Note: The document states "Results of engineering studies referenced in this 510(k) submission demonstrate the proposed Exactech Alteon HA Femoral Stems are substantially equivalent to the cleared Exactech Novation Element Press-Fit Femoral Stem." This implies that the performance in these tests was comparable to or better than the predicate device, thus meeting the unstated acceptance thresholds for substantial equivalence.

2. Sample Size Used for the Test Set and Data Provenance:

• Test Set Sample Size: Not specified for the engineering tests. For mechanical testing, this typically refers to the number of physical samples of the device tested, not patient data.
• Data Provenance: The tests are inherently prospective as they are specifically conducted for the regulatory submission. The "data" are generated in a laboratory setting (benchtop testing), not from patient populations. Country of origin for data is not applicable in the sense of patient demographics; the tests would be performed in a controlled environment.

3. Number of Experts Used to Establish Ground Truth for the Test Set and Qualifications:

• Not Applicable. Ground truth in the context of diagnostic AI/ML algorithms relies on human expert consensus or clinical outcomes. For this mechanical device, "ground truth" is established by standard engineering principles, test methodologies (e.g., ISO standards, ASTM standards), and regulatory guidelines. The "experts" would be the engineers and technicians conducting the tests and the regulatory specialists evaluating the data.
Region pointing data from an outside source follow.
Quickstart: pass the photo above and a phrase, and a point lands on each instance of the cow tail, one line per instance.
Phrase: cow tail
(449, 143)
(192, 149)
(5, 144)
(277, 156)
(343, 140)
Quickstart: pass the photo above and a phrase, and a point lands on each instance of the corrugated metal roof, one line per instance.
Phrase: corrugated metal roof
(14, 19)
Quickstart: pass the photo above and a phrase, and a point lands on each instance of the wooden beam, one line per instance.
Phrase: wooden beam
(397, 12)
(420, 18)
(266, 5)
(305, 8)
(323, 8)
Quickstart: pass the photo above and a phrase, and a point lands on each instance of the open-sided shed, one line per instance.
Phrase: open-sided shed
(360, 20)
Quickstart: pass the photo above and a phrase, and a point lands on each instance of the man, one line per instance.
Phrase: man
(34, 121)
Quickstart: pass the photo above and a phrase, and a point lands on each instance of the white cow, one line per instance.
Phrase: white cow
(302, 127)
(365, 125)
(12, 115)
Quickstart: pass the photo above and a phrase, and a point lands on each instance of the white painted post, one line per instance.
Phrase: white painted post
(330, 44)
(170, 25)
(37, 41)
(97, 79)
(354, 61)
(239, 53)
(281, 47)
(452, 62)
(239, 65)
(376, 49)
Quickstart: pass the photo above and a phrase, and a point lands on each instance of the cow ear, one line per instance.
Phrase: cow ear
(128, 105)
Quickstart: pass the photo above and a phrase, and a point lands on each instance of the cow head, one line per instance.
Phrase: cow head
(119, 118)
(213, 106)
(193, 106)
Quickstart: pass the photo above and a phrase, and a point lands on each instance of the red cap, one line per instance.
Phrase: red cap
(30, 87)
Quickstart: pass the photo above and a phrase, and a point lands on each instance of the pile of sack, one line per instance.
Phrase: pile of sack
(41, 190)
4. Adjudication Method for the Test Set:

• Not Applicable. Adjudication is relevant for conflicting interpretations of clinical data, especially in image-based diagnostics. For mechanical engineering tests, results are typically quantitative and objective measurements (e.g., cycles to failure, deflection, etc.).

5. If a Multi-Reader Multi-Case (MRMC) Comparative Effectiveness Study was done, and Effect Size:

• No. An MRMC study is specific to evaluating the diagnostic performance of human readers, often comparing performance with and without AI assistance. This device is a mechanical implant, not a diagnostic tool, so such a study is not relevant.
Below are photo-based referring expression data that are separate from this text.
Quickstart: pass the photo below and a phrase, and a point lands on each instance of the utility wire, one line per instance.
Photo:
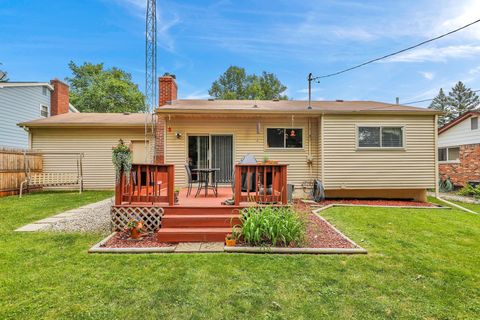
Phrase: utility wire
(395, 53)
(425, 100)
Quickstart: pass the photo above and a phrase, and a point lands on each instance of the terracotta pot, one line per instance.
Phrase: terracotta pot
(230, 242)
(135, 233)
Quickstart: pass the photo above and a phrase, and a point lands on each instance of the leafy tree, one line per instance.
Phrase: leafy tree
(96, 89)
(3, 75)
(441, 103)
(462, 99)
(235, 84)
6. If a Standalone (algorithm only without human-in-the-loop performance) was done:

• No. This refers to the standalone performance of an AI algorithm. This device is a physical product, not an algorithm.

7. The Type of Ground Truth Used:

• Engineering Standards and Predicate Device Performance. The "ground truth" for this submission is established by demonstrating that the new device performs mechanically at least as well as the legally marketed predicate device when tested according to recognized engineering standards and methods. It's a comparative performance, not a clinical outcome or pathological diagnosis.

8. The Sample Size for the Training Set:

• Not Applicable. "Training set" refers to data used to train AI/ML algorithms. This is a traditional medical device, not an AI/ML product.

9. How the Ground Truth for the Training Set was Established:

• Not Applicable. See point 8.

In conclusion, this document demonstrates that the Exactech® Alteon® HA Femoral Stem meets the requirements for substantial equivalence for a 510(k) submission based on benchtop engineering testing, not clinical study data for diagnostic performance.